Settipani discusses the debate about the paternity of Alpais, preferring the theory that Emperor Charles I was her father. If Emperor Louis was her father, it is unlikely that she was born before [793/94], given his known birth date in 778. It would therefore be chronologically tight for her to have had [three] children by her husband before his death in 816.
[Sharon’s Note: Not really – it makes her 23yrs old when he dies. Charlemagne’s wife Hildegard had had 9 children by the time she died at 23 or 24yrs]
However, no indication has been found in primary sources of the ages of these children when their father died. The question of her paternity is obviously not beyond doubt, but it is felt preferable to show her as the probable daughter of Emperor Louis in view of the clear statement in Flodoard. If Alpais was the daughter of Emperor Louis, it is likely that she was not her husband's only wife in view of his estimated birth date. After her husband died, she became abbess of Saint-Pierre-le-Bas at Reims in . She was still there 29 May 852.
Bego & his [second] wife had three children:
i) LIUTHARD . Flodoard names "ipsius Alpheidis vel filiorum eius Letardi et Ebrardi" when recording their mother's donation to the church of Reims.
ii) EBERHARD . Flodoard names "ipsius Alpheidis vel filiorum eius Letardi et Ebrardi" when recording their mother's donation to the church of Reims.
iii) SUSANNA ([805/10]-). The primary source which establishes that Susanna was the daughter of Bego has not so far been identified. "Vulfardus" donated property to Saint-Benoît-sur-Loire for the souls of "genitoris mei Vulfardi et genetrice mea Susannane necnon et germanorum fratrum meorum Adelardo, Vulgrino, Ymo et sorore mee Hildeburga vel nepote meo Vulgrino" by charter dated 2 Nov 889. m ([825/30]) VULFHARD, son of ---.

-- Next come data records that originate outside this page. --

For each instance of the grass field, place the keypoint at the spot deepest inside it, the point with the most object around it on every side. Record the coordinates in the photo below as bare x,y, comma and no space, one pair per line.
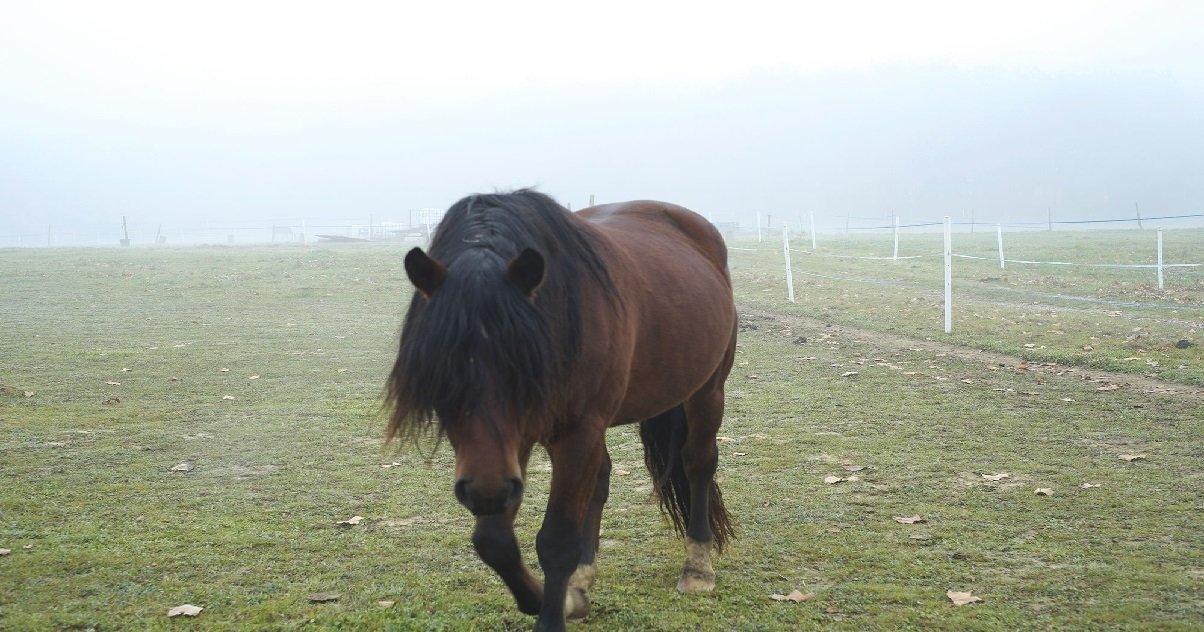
261,368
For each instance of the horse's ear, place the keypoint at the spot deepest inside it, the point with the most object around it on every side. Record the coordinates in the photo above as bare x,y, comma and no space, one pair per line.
424,272
526,271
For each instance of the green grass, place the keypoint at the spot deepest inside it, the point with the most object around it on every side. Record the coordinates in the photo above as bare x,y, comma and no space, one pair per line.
1034,312
105,536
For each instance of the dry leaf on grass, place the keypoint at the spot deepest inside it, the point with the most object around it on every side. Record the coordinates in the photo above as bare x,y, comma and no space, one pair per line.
187,609
961,598
795,596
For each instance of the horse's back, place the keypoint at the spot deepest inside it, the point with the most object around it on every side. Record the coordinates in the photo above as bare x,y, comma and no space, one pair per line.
670,266
647,225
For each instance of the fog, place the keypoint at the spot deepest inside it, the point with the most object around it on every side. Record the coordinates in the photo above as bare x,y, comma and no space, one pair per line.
88,140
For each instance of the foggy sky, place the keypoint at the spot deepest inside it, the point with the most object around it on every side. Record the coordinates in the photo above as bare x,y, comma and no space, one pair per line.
919,140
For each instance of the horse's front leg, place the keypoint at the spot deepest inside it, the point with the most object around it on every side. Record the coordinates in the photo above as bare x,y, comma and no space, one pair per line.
497,547
561,542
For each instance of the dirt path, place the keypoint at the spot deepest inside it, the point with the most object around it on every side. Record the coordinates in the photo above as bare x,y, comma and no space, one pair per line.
759,317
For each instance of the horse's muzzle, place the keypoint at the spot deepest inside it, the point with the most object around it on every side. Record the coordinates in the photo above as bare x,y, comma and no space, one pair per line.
489,500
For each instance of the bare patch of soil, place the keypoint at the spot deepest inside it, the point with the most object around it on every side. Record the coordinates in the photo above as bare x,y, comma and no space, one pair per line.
753,318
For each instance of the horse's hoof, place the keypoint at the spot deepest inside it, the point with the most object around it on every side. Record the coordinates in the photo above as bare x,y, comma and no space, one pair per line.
577,604
697,574
692,582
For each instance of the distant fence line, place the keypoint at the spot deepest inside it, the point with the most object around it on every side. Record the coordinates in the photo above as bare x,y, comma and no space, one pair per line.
424,220
949,255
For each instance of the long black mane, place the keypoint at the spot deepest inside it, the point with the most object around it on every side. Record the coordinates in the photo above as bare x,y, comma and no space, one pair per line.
478,346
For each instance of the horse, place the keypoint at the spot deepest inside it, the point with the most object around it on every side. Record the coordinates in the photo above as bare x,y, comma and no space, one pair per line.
530,325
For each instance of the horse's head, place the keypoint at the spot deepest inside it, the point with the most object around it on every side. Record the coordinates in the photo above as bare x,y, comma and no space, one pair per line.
474,353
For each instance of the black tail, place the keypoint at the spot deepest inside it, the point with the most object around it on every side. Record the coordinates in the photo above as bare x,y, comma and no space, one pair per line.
664,438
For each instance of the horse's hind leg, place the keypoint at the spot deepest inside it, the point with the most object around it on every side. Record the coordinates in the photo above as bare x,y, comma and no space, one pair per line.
703,413
577,600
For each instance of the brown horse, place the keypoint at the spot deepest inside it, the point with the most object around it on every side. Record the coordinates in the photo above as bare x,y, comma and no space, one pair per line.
532,324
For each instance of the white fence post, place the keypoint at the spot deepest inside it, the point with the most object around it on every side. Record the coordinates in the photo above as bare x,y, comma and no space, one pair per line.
813,231
896,257
949,277
1160,259
998,232
790,275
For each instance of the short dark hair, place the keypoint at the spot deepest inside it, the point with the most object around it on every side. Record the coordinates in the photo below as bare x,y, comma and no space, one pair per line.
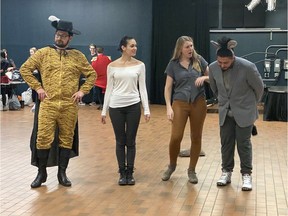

The 10th Century chronicler, Flodoard is a primary source, while both Cawley and Settipani are secondary sources - presenting conflicting conclusions. Settipani (arguing for Charlemagne's daughter), contradicts Flodoard (arguing for Louis' daughter), based on consideration of other primary sources (which we haven't found). Cawley appears to be most likely to dominate because, although Settipani's conclusions are possibly more accurate, Cawley is more available to Geni users on the net.
Sharon Doubell's STRATEGIC SOLUTION WAS TO INSERT BEGUE in ALL 3 POSITIONS, & TRY TO USE THE CURATOR NOTE TO AVOID MERGES BETWEEN THEM.
The Henry Projects says:
Alpaïs, filia imperatoris, d. after 29 May 852, on a 23 September,
m. Bego, d. 816, count of Paris.
["Picco, primus de amicis regis, qui et filiam imperatoris [nomine Elpheid] duxit uxorem, defunctus est." Annales Laurissenses Minores, s.a. 816, MGH SS 1: 122; see also Werner (1967), 429-441; "... Quod monasterium Ludowicus imperator Alpheidi, filiae suae, uxori Begonis comitis, dono dedit, ..." Flodoard, iv, 46, MGH SS 13: 595] Although it is clear that the imperator who was the father of Alpaïs was either Charlemagne or Louis the Pious, there is no general agreement as to which man was her father. While the testimony of Flodoard would make Louis the father, Flodoard was writing a century later, and the chronology is a factor for making her a daughter of Charlemagne instead. [See the discussion by Settipani (1993), 200-3]
The reference is to Christian Settipani, La préhistoire des Capétiens.